Neue EU-Kraftstoffstrategie Kommission fordert Hunderttausende Ladestationen für Elektroautos

Ladestationen für Elektroautos sind noch immer rar. 

(Foto: dpa)

Die EU hat eine Strategie für alternative Kraftstoffe ersonnen - samt neuen Tankstellen. Denn an denen mangelt es. Am Donnerstag will Brüssel das Papier veröffentlichen, die Eckpunkte liegen der SZ vor. Mit dieser neuen Kraftstoffstrategie soll das Henne-Ei-Problem der alternativen Kraftstoffe gelöst werden.

Von Michael Bauchmüller, Berlin, Cerstin Gammelin, Brüssel, und Markus Balser

Was es so schwer macht, vom Öl wegzukommen? Richtig: die Tankstelle. Tankstellen finden sich an jeder größeren Straße und selbst auf dem Dorf, sie gehören zur Autobahn wie der Pannenstreifen.

Mit Ladestationen für Elektroautos sieht das schon anders aus, ebenso bei Zapfsäulen für komprimiertes Erdgas - es ist das Henne-Ei-Problem der alternativen Kraftstoffe. "Im Augenblick gibt es da einen Teufelskreis", heißt es in einem Papier der EU-Kommission, das an diesem Donnerstag veröffentlicht werden soll. Niemand investiere in eine neue Infrastruktur, weil die nötigen Fahrzeuge fehlen.
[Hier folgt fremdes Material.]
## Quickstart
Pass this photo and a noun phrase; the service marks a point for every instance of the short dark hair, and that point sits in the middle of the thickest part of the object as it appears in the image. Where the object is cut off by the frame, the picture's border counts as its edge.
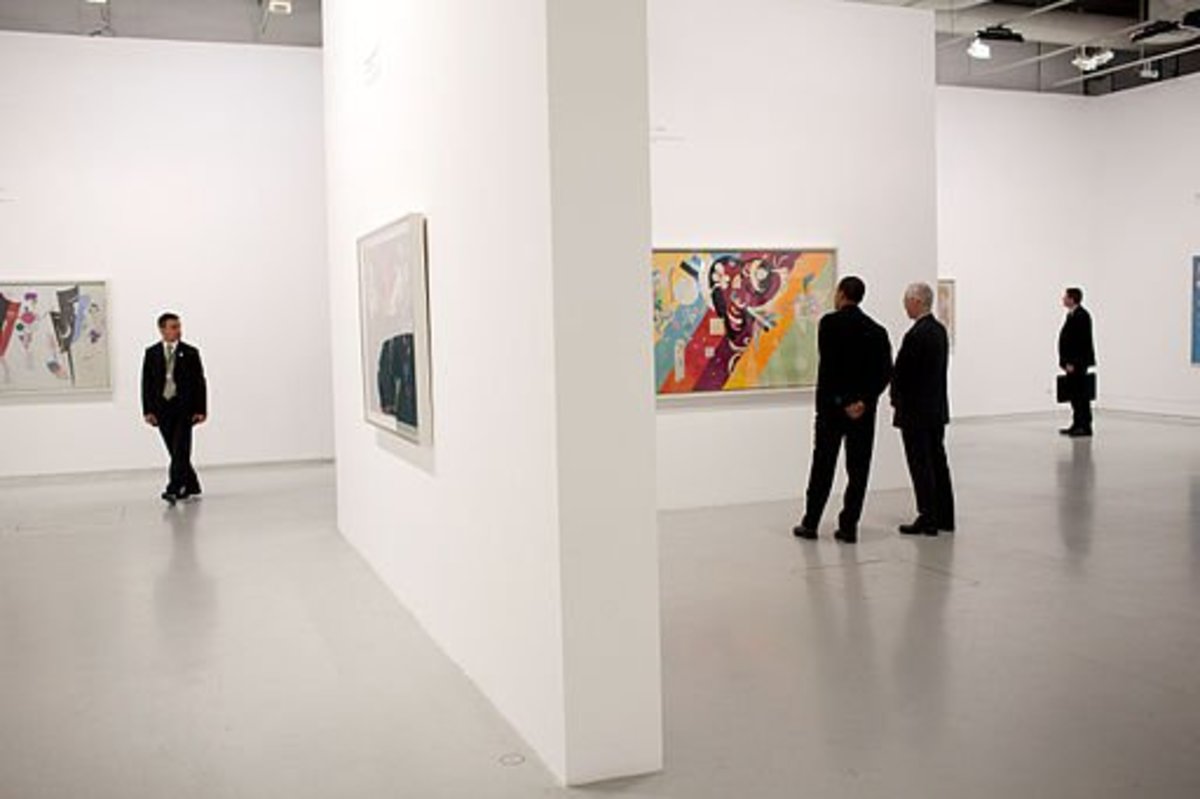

Keiner kaufe die Fahrzeuge, weil die Infrastruktur fehle. Und weil es damit an Nachfrage mangele, gebe es für Hersteller auch wenig Anreiz, die neue Technologie voranzubringen. So bleibt alles beim alten Erdöl - zumindest bisher.

Denn mit einer neuen Kraftstoffstrategie will die EU-Kommission den Teufelskreis durchbrechen. An diesem Donnerstag will Brüssel die Strategie öffentlich machen, die Eckpunkte liegen der Süddeutschen Zeitung vor. Danach soll überall in Europa in den nächsten Jahren die nötige Infrastruktur entstehen, um den neuen Antrieben und Kraftstoffen zum Durchbruch zu verhelfen. Allein in Deutschland sollen demnach bis 2020 rund 150.000 öffentlich zugängliche Ladestationen zur Verfügung stehen - derzeit sind es gut 2000. Italien käme demnach auf 125.000 Stationen, Frankreich auf 97.000. Europaweit könnten Besitzer von Elektroautos damit, würde die Strategie der Kommission befolgt, an einer halben Million öffentlicher Orte ihr Fahrzeug am Stromnetz aufladen.

Wie genau die Stationen aussehen sollen, lässt die Kommission offen. So experimentieren Stromversorger wie RWE mit eigenen Elektro-Zapfsäulen. Eine Berliner Firma entwickelt derzeit aber auch ein System, mit dem Straßenlaternen zu Stromspendern am Straßenrand werden könnten. Immerhin einen ersten Standard will Brüssel an diesem Donnerstag festlegen: den des Steckers. Der in Deutschland bereits verwandte "Typ 2" solle europaweit zur Norm werden, heißt es in dem Papier.